Leader selection and weight adjustment problems for multi-agent systems
Bin Zhao, Yongqiang Guan, Long Wang

TL;DR
This paper investigates how to improve controllability in multi-agent systems by selecting leaders and adjusting edge weights, providing algebraic conditions, algorithms, and simulations for optimal control strategies.
Contribution
It introduces necessary and sufficient conditions for controllability with minimal leaders and develops an algorithm for weight adjustment to enhance controllability.
Findings
Controllability with fewest leaders characterized algebraically.
Structural controllability linked to the presence of a spanning tree.
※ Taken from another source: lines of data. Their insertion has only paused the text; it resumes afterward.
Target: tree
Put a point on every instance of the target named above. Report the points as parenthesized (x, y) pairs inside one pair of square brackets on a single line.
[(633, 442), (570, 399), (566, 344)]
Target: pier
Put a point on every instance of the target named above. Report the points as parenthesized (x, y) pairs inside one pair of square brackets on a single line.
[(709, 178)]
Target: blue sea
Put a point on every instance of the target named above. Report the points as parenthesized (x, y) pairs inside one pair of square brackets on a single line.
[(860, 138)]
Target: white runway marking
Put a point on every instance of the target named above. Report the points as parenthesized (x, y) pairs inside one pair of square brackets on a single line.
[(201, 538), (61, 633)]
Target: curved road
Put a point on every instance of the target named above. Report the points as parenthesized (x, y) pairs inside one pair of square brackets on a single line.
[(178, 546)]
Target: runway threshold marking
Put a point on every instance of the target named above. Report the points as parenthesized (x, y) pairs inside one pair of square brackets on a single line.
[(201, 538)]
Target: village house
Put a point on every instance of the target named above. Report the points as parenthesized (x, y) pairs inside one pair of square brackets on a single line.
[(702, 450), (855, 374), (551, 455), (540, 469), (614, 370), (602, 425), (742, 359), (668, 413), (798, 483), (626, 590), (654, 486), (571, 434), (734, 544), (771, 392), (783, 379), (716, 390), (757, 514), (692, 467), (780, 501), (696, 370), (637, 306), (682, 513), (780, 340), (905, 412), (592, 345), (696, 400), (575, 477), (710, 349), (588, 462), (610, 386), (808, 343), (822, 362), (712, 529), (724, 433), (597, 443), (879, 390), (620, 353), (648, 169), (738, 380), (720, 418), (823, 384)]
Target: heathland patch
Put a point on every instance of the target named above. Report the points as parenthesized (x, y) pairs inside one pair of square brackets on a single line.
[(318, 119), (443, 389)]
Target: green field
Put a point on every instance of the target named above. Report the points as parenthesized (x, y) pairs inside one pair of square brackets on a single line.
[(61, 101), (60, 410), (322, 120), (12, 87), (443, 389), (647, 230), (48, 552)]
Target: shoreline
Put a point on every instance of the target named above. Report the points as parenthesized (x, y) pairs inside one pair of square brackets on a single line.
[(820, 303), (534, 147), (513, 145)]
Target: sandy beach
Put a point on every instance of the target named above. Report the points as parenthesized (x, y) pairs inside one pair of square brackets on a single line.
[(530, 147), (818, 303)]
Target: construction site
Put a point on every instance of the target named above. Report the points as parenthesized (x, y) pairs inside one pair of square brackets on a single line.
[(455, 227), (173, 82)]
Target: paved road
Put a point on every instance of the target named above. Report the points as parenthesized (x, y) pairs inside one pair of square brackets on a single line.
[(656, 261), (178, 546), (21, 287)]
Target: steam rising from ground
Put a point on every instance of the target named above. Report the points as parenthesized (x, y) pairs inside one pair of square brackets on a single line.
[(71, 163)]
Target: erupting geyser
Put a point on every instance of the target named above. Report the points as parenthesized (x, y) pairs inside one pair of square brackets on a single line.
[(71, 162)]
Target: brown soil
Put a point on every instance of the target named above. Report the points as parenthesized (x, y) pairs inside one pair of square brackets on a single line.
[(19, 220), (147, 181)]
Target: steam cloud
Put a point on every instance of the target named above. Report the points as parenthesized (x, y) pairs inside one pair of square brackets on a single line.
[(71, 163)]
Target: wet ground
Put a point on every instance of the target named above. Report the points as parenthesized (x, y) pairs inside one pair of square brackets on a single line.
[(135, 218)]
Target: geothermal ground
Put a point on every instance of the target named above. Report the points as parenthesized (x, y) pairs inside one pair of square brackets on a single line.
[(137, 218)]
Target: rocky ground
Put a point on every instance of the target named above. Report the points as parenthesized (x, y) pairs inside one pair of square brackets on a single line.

Number of edges to adjust equals the controllability matrix's rank deficiency.
Abstract
For an uncontrollable system, adding leaders and adjusting edge weights are two methods to improve controllability. In this paper, controllability of multi-agent systems under directed topologies is studied, especially on leader selection problem and weight adjustment problem. For a given system, necessary and sufficient algebraic conditions for controllability with fewest leaders are proposed. From another perspective, when leaders are fixed, controllability could be improved by adjusting edge weights, and therefore the system is supposed to be structurally controllable, which holds if and only if the communication topology contains a spanning tree. It is also proved that the number of fewest edges needed to be assigned on new weights equals the rank deficiency of controllability matrix. An algorithm on how to perform weight adjustment is presented. Simulation examples are provided to…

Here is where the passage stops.